What happened
The WhisperPair vulnerability (CVE-2025-36911) in Google’s Fast Pair protocol allows attackers to hijack Bluetooth accessories — including earbuds, speakers, and headphones — without user consent. Researchers at KU Leuven uncovered that many flagship devices from major brands (Sony, Anker, Jabra, Logitech, Xiaomi, and others) fail to enforce required pairing authorization checks, enabling unauthorized devices to establish pairings in close proximity (up to ~14 meters) without user interaction. Once paired, attackers can play audio at high volume or record audio via built-in microphones, and even link accessories to their own accounts via Google’s Find Hub network, potentially enabling unwanted tracking.

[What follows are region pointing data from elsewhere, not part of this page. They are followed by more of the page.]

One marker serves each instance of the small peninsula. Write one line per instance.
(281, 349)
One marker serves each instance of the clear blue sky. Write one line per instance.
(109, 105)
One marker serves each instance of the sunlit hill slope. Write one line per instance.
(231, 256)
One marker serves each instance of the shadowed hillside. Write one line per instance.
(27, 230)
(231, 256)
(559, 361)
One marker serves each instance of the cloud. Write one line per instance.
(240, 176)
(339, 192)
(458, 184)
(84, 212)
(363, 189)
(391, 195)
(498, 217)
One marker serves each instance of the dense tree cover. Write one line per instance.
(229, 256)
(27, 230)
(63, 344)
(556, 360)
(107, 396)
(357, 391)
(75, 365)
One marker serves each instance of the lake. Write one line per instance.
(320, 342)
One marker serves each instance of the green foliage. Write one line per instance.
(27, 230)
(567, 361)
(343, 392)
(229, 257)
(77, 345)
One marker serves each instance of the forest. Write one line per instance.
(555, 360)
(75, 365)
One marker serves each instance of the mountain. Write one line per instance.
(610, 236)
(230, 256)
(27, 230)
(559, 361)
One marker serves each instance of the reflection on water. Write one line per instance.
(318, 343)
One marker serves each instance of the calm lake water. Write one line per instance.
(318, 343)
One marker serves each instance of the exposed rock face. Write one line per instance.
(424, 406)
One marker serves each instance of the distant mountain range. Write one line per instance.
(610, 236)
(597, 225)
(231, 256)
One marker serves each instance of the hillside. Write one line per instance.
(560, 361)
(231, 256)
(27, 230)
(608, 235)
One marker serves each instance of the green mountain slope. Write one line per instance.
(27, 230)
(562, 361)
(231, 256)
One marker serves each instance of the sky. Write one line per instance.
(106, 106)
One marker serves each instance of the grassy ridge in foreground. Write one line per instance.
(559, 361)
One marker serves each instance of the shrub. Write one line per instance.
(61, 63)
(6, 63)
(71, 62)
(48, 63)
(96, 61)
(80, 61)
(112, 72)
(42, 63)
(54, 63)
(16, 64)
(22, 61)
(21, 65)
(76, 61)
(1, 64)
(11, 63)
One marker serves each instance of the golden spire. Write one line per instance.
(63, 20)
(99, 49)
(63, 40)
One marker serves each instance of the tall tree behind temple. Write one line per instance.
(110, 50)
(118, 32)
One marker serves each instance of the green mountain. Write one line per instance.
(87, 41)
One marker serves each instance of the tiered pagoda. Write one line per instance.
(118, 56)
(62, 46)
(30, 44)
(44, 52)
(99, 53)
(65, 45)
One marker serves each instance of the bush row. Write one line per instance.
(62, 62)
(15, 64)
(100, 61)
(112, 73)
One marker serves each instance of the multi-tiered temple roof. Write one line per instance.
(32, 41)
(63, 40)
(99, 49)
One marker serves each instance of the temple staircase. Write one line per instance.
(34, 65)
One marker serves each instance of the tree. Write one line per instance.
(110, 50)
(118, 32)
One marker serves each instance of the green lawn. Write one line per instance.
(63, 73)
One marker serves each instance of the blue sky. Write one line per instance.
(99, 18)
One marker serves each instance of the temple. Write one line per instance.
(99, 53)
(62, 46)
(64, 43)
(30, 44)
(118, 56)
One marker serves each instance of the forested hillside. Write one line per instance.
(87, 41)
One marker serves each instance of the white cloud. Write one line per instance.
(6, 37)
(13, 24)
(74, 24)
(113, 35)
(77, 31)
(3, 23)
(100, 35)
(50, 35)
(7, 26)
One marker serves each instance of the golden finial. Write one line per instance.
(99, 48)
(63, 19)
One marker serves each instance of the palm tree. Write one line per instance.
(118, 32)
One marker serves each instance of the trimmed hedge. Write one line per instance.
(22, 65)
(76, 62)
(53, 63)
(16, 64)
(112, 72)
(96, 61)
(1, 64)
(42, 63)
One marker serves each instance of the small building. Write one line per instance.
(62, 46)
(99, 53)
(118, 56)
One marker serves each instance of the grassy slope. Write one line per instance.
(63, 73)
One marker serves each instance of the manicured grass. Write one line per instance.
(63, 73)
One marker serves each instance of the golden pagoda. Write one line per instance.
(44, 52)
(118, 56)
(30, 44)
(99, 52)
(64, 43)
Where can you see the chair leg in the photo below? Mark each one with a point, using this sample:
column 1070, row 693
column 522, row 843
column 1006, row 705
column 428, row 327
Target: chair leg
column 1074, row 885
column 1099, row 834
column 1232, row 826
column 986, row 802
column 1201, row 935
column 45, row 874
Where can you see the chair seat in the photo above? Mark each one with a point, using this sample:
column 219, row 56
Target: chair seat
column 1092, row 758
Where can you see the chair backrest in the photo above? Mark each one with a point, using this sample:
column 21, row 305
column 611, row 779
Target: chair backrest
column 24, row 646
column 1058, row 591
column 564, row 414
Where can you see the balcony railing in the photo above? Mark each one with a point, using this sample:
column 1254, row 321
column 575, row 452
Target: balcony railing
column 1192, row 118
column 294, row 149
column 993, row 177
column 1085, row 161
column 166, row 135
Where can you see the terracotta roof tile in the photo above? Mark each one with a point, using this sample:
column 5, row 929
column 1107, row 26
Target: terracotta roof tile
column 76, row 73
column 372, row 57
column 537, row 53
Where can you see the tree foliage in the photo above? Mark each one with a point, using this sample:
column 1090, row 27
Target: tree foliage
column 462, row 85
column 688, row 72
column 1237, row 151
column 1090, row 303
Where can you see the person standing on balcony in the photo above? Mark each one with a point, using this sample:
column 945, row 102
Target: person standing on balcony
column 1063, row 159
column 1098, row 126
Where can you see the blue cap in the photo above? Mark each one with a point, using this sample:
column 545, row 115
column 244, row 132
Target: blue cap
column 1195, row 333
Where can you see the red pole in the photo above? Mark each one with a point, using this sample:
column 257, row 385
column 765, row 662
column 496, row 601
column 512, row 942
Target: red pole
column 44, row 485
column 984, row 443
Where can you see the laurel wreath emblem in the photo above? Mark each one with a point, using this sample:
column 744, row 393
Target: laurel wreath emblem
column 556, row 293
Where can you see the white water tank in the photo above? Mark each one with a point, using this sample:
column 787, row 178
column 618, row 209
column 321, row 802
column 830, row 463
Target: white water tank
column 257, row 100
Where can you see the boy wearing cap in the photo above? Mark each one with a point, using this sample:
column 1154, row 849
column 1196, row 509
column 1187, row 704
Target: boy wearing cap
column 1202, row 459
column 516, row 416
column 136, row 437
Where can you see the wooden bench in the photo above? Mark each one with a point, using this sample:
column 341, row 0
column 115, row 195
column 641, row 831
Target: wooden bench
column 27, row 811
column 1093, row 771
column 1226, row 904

The flaw affects Bluetooth hardware itself, making mitigation dependent on firmware updates from device manufacturers.
Who is affected
Consumers and enterprises using Bluetooth accessories from affected manufacturers are indirectly exposed; threat is physical-proximity dependent and does not require target device compromise.
Why CISOs should care
Bluetooth pairing flaws can lead to unauthorized accessory control, eavesdropping, and privacy breaches around corporate devices, potentially undermining BYOD and wireless security policies.
3 practical actions
- Track firmware advisories: Ensure accessory vendors publish patches and update devices promptly.
- Limit accessory use in sensitive areas: Reduce Bluetooth pairing in high-risk or confidential spaces.
- Monitor for rogue pairings: Detect unexpected device pair events in managed environments.